Second, to model large-scale scenes with high fidelity and efficiency, we
propose a line of scalable NeRF frameworks. Switch-NeRF learns scene
decomposition end-to-end via a sparsely gated Mixture-of-Experts, routing 3D
points to specialized NeRF experts and learning consistent fusion across
partitions. Building on this, Switch-NeRF++ introduces a Heterogeneous Mixture
of Hash Experts with a hash-based gating network and heterogeneous hash
experts to better capture scene heterogeneity, paired with efficient
dispatching implementations for substantial training and rendering speedups on
very large urban scenes.

Finally, to unify 4D reconstruction and generation, we present One4D, a single
framework that outputs synchronized RGB frames and pointmaps across settings
ranging from single-image-to-4D generation to full-video 4D reconstruction.
One4D introduces Decoupled LoRA Control to preserve strong video priors while
achieving accurate RGB--geometry coupling, and Unified Masked Conditioning to
seamlessly handle varying conditioning sparsities.

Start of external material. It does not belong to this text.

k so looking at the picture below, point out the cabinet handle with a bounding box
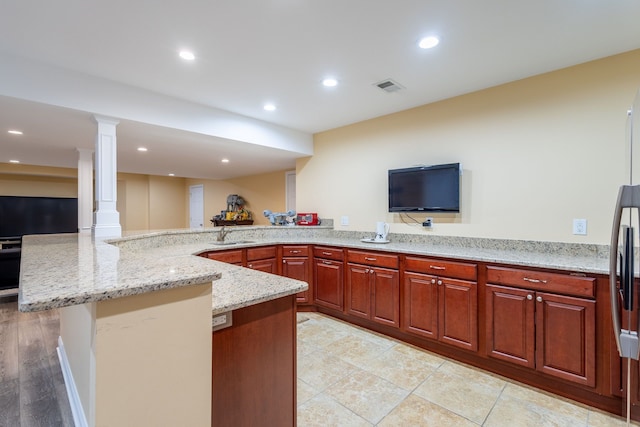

Overall, this thesis advances geometry-grounded visual world modeling in three
key aspects: efficient 3D reconstruction, scalable representation of large and
heterogeneous scenes, and unified geometry-aware modeling for dynamic 4D
reconstruction and generation. Together, these contributions move toward a
more practical and unified foundation for visual world modeling in real-world
settings.


Date:                   Friday, 22 May 2026

Time:                   10:00am - 12:00noon

Venue:                  Room 2128A
                        Lift 19

Chairman:               

Committee Members:      Dr. Dan XU (Supervisor)
                        Dr. Hao CHEN
                        Dr. Qifeng CHEN
                        Prof. Jun ZHANG (ECE)
                        Dr. Jiaqi YANG (NWPU)